ED: I think Chris Martin being involved, to be honest, is a core issue.
DAVID: I’m actually gonna ask a question about Beyoncé, though, because everyone’s saying how great her performance was, but I think the black imagery is deployed in a complex way; I thought the Black Panthers reference with the backup dancers was weirdly blasé, especially juxtaposed with her use of ‘creole’ – I mean historically where I’m from [Louisiana], creole is a rejection of black identity, it means you identify with your Spanish and French roots versus your African roots. And creoles were light skinned, blonder, less kinky-haired people who often owned slaves themselves. To see that deployed in the context of a black identity formation (and taking into account that in the music video she’s the only one who has blonde hair) – I don’t know, is there something problematic there?

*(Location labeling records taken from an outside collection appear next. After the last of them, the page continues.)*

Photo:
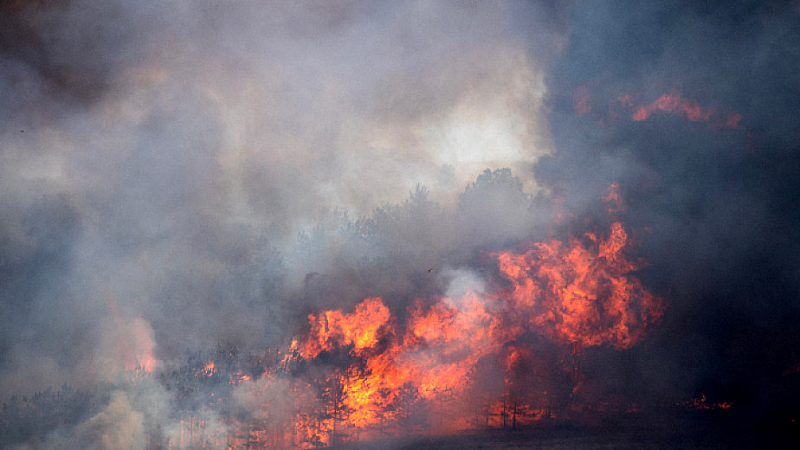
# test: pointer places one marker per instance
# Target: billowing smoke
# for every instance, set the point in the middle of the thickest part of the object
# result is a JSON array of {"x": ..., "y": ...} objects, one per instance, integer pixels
[{"x": 182, "y": 176}]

JAMES: I don’t think so, or at least not necessarily. In other parts of the video she has braids, right? I think there’s an interesting thing going on with those markers of otherness, some of which contradict each other. It’s a nice contrast to what was going on before which is this celebration of homogeneity – everyone’s enjoying doing exactly the same thing at exactly the same time and being exactly the same. It’s lowest common denominator, and singular. When you introduce Beyoncé and Bruno Mars they bring in an othering which is just quite welcome at that point.
KATHARINE: I read it differently actually. I read Chris Martin’s bit as this really sloppy excess of references that aren’t his own. It’s completely incoherent. All the weird trippy Glastonbury references, kind of at odds with this India glamscope that he’s created, and then as soon as you get Bruno Mars and Beyoncé you get unification. It comes through in the choreography, in this immense styling which is so at odds with the car crash that’s been paraded around before. That’s the power in those performances, the singularity of thought.
SIMI: Yeah, the homogeneity is interesting because obviously ‘Formation’ is about homogeneity in some sense, about everyone pointing in the same direction; and indeed the dancers are choreographed to represent an arrow and an X; it struck me that the homogeneity you get with Coldplay – you can see it in the aerial shots where you get this flocking of people around this cross-like thing (which, yeah has its own problems); but it’s kind of experience collapsed into this wash of colour, versus homogeneity as this very directed thing. Which goes along with what you were saying.
JAMES: Well I suppose they’re not trying to speak to everyone, they’re speaking to a unique cultural history; whereas the homogeneity of Coldplay is about appealing to everyone. Getting everyone to sing nothing; this almost empty chanting. It’s quite thin, and quite vague.
CECILY: Yeah, so maybe, in treading a line between those two points, it’s about dynamics of content versus dynamics of participation. So for Coldplay the content is extremely thin, extremely incoherent – but yes, everyone is invited to participate. He’s constantly going to the audience and asking them to join in. And maybe that’s an acknowledgement of the fact that, I mean, he isn’t a consummate performer, he’s not, I mean, compelling to watch – but also perhaps of an acknowledgement of the inevitable backlash. Why is he headlining over Beyoncé? Is it because he’s a white man? That was very much the reaction. So he’s constantly handing over his power as a performer. Whereas if you look at the Beyoncé performance, she commands the gaze. The choreography, she’s being put in a position where she’s the only person allowed to occupy that position. The centre of a cross, the head of an arrow.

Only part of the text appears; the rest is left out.